# Proof that Q is not complete

Proof that Q is "not complete"

Hello.
I have recently started taking a course in the foundations of analysis. We started off with the completeness "axiom": Every upper bounded non-empty subset of R has a supremum (least upper bound). The lecturer then went on demonstrating that Q does not satisfy this. He also gave a proof for it, and that is where he lost me a bit.

Let $$E= \{x \in Q: x^2 < 2 \}$$. E is upper bounded, for example by 2. However it has no supremum. Assume that $$s \in Q$$ is a supremum for E. Clearly $$s>0$$. Also $$s \neq 2$$ since 2 has no square root in Q.
If $$s^2 < 2$$, notice that $$(s+t)^2 = s^2 + 2st + t^2 = s^2 + (2s+t)t$$, where $$t \in Q$$.
If t>0 is chosen to be small, $$s^2 +(2s+t)t<2$$. This contradicts our hypothesis that s is a supremum for E.

I am well aware that the proof is not complete (s^2 >2), but I would like to do and comprehend that by myself.
My only problem with this is where he chooses t to be small so that the expression is less than 2. How can one guarantee that it will be? Would anybody care to elaborate?

That doesn't seem complete to me. To really prove it I believe you need to find a rational t for each s.

Here is how that selection is justified:

Since s2<2, we have 2-s2=q is a positive number. There is no smallest positive number (because for positive t, t/2<t). Therefore, we must select t such that (2s+t)t<q. Can you figure it out from there?

From there it is just a matter of simple algebra. However I am not sure whether I got why there cannot be a smallest positive number and the relation between q and t?

Suppose t is the smallest positive number. Then t/2 is also positive, right? (positive times positive is positive). But since 1/2<1, it follows that t/2<t. This means that t is not the smallest positive number, which is a contradiction. Did that make sense? The idea is just that we can cut any number in half and get a smaller one.
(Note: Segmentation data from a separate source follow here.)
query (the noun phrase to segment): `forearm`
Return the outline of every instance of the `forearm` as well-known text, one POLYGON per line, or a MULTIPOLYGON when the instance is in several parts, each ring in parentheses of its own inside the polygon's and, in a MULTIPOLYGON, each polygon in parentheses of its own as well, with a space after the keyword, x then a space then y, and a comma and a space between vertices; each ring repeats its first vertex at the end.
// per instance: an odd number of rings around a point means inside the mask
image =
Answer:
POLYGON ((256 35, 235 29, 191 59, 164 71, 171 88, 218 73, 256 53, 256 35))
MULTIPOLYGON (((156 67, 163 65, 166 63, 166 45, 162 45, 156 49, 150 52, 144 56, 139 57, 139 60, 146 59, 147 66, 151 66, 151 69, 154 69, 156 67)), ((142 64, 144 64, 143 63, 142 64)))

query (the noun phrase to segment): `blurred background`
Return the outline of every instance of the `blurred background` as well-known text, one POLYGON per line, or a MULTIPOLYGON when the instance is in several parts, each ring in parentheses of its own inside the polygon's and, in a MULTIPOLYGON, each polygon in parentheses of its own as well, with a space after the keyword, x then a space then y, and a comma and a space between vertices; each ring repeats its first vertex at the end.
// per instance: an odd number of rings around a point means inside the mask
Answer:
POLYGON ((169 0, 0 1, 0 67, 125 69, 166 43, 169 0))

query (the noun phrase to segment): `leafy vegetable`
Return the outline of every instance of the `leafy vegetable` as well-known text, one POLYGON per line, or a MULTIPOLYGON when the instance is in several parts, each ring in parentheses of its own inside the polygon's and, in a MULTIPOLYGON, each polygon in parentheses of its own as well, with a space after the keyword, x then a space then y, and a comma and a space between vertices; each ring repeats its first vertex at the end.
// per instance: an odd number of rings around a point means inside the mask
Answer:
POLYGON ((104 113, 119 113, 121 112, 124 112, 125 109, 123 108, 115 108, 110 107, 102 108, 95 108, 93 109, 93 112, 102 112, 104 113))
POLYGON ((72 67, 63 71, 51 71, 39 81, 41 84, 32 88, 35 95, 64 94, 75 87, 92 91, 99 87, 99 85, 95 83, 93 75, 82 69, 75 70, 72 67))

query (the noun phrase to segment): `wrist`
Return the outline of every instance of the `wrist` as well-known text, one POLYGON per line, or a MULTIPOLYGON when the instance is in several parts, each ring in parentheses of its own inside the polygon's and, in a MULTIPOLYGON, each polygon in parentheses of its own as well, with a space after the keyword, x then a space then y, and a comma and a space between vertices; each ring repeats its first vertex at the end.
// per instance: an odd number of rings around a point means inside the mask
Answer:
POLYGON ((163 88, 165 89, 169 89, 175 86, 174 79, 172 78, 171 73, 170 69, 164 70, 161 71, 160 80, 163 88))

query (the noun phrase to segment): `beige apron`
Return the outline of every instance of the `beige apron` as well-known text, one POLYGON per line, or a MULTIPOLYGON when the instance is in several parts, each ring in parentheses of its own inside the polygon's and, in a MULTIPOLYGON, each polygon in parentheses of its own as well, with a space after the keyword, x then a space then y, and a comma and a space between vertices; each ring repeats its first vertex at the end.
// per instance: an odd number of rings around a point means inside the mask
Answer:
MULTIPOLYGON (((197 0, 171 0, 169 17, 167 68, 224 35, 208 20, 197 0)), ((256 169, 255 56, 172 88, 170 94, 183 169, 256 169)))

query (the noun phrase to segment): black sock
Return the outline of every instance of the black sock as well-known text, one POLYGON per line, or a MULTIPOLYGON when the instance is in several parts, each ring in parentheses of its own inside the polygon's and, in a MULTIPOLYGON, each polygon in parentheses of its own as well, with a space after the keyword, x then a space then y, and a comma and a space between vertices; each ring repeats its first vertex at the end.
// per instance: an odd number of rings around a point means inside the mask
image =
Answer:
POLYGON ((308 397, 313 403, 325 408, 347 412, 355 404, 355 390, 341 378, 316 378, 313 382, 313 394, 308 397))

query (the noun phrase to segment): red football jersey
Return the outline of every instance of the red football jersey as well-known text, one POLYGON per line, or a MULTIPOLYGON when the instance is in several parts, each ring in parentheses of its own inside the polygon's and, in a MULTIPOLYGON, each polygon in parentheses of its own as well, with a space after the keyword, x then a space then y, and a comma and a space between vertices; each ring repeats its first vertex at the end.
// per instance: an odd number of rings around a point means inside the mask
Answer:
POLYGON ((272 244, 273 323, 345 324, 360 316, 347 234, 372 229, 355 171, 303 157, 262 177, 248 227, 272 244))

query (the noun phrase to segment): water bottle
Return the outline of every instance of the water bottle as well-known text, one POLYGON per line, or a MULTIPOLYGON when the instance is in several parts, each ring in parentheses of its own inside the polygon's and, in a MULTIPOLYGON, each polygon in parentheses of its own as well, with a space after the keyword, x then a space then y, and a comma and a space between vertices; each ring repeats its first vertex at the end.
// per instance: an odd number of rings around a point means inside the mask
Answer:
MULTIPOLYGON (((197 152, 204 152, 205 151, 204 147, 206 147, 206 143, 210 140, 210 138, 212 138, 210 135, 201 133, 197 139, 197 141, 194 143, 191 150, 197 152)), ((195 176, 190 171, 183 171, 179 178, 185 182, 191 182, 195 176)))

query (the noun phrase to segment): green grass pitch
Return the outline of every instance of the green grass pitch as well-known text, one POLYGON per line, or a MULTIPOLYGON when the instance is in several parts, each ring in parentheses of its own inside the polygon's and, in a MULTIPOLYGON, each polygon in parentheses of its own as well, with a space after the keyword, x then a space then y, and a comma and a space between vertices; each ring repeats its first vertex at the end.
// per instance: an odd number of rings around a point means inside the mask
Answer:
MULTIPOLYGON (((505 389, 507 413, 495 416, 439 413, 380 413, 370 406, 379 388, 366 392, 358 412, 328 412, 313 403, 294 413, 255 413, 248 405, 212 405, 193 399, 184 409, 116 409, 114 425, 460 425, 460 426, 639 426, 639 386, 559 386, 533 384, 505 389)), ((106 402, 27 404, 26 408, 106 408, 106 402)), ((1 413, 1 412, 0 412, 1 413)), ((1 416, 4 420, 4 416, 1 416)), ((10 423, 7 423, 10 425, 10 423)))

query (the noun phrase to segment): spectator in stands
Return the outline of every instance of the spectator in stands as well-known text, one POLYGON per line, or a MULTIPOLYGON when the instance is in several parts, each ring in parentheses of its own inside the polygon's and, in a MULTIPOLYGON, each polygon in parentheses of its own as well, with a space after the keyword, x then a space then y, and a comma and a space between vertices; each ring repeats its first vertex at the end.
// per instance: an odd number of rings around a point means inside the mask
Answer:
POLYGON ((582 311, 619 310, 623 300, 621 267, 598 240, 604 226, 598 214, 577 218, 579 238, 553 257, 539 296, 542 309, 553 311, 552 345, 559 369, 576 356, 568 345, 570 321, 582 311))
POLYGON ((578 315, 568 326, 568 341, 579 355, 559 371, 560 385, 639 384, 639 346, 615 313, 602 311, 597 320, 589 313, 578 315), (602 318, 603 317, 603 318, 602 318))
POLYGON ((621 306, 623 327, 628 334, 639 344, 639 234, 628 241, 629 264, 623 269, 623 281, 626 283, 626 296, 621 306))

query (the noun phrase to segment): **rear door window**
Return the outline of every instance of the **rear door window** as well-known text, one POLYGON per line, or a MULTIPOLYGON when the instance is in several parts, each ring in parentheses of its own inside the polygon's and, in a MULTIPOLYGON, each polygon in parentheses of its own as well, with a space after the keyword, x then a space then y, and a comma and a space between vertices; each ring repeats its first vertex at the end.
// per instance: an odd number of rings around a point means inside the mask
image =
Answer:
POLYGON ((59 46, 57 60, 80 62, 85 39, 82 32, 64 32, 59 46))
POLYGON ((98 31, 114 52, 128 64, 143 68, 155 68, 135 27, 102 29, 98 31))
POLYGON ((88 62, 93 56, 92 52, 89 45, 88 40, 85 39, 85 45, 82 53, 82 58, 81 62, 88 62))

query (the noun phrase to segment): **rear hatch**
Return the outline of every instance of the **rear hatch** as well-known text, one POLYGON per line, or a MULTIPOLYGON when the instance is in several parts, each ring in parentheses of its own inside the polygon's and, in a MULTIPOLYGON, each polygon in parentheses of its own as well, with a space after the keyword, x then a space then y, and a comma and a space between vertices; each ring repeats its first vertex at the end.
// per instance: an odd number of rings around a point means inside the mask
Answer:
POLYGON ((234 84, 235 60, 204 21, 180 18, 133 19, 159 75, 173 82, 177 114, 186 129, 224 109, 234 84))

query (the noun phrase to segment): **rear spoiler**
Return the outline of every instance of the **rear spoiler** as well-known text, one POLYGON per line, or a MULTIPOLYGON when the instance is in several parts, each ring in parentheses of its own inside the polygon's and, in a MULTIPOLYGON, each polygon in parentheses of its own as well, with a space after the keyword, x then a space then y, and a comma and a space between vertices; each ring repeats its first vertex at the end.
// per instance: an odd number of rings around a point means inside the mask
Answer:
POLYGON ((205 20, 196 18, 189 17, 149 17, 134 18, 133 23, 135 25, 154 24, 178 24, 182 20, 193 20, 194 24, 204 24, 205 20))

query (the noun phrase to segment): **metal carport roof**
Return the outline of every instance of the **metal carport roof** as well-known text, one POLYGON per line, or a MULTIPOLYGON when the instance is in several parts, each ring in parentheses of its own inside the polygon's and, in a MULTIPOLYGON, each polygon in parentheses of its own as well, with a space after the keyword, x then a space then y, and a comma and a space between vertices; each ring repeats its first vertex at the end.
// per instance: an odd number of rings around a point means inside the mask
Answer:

As for "q," I just picked it as part of my strategy, but there are other ways to do it. In that step of the proof, we're trying to show that there's another number between s2 and 2. Since they're not equal, the difference is a positive number. (I called that number "q"). We can then pick a number smaller than q by the above, and then we can just add that number to s2. Since it's less than the "space between" s2 and 2, the new number stays less than 2.

Did that help?

Thanks! The second section of your post really opened my eyes. It helped a lot!

Sure, it's intuitively clear why you can choose a value of t that's "small enough," but to really prove it, for each value of s and q you need to actually find the (rational) value of t alexfloo mentioned.

alexfloo said:
Since s2<2, we have 2-s2=q is a positive number. There is no smallest positive number (because for positive t, t/2<t). Therefore, we must select t such that (2s+t)t<q. Can you figure it out from there?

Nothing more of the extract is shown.